Même divisés politiquement et dispersés géographiquement dans le monde entier, les Polonais vont prendre position, agir et s’impliquer militairement sur le terrain des hostilités partout en Europe.

Nous vous conseillons de consulter le très riche site de "Koło Kombatantów przy Akademii Górniczo - Hutniczej" qui analyse en dix pages WEB la Première Guerre Mondiale vue du côté polonais.

AOUT 1914, CREATION DES LEGIONS POLONAISES QUI COMBATTRONT AUX COTES DU KAISER ET DE L'EMPEREUR D'AUTRICHE CONTRE LES TROUPES DU TSAR.

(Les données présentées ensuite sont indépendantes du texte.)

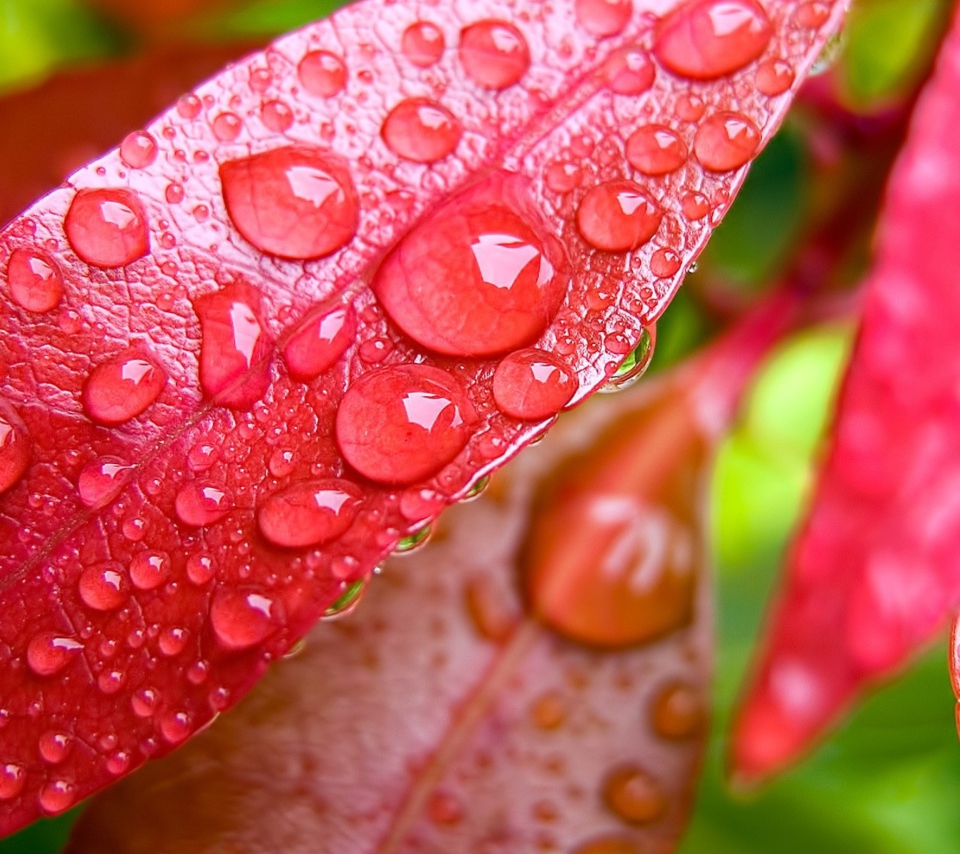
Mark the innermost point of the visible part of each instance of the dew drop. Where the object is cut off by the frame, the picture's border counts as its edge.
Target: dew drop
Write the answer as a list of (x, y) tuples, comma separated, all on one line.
[(423, 44), (309, 513), (655, 150), (634, 796), (319, 342), (603, 18), (322, 73), (726, 141), (242, 619), (494, 54), (421, 130), (402, 424), (14, 447), (708, 39), (199, 505), (49, 654), (123, 387), (532, 385), (35, 279), (138, 150), (478, 277), (107, 228), (235, 346), (295, 202), (618, 217), (103, 587)]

Le 6 août 1914, à Cracovie alors sous occupation de l’Empire Austro-Hongrois, Josef Pilsudski crée la Première « Kompania Kadrowa Strzelcow» : quelques centaines de chasseurs et membres d'associations de tireurs polonais.2520 wymarsz 1 kompanii kadrowej 1 1346353096

 Cette formation de « mercenaires », « Kompania Kadrowa », donnera naissance aux Légions Polonaises (Legiony Polskie). Elles ont été créées grâce aux efforts conjoints du Comité National Polonais (Polski Komitet Narodowy) et des députés polonais du Parlement autrichien. Ces unités devinrent une formation indépendante au sein de l'armée Austro-hongroise.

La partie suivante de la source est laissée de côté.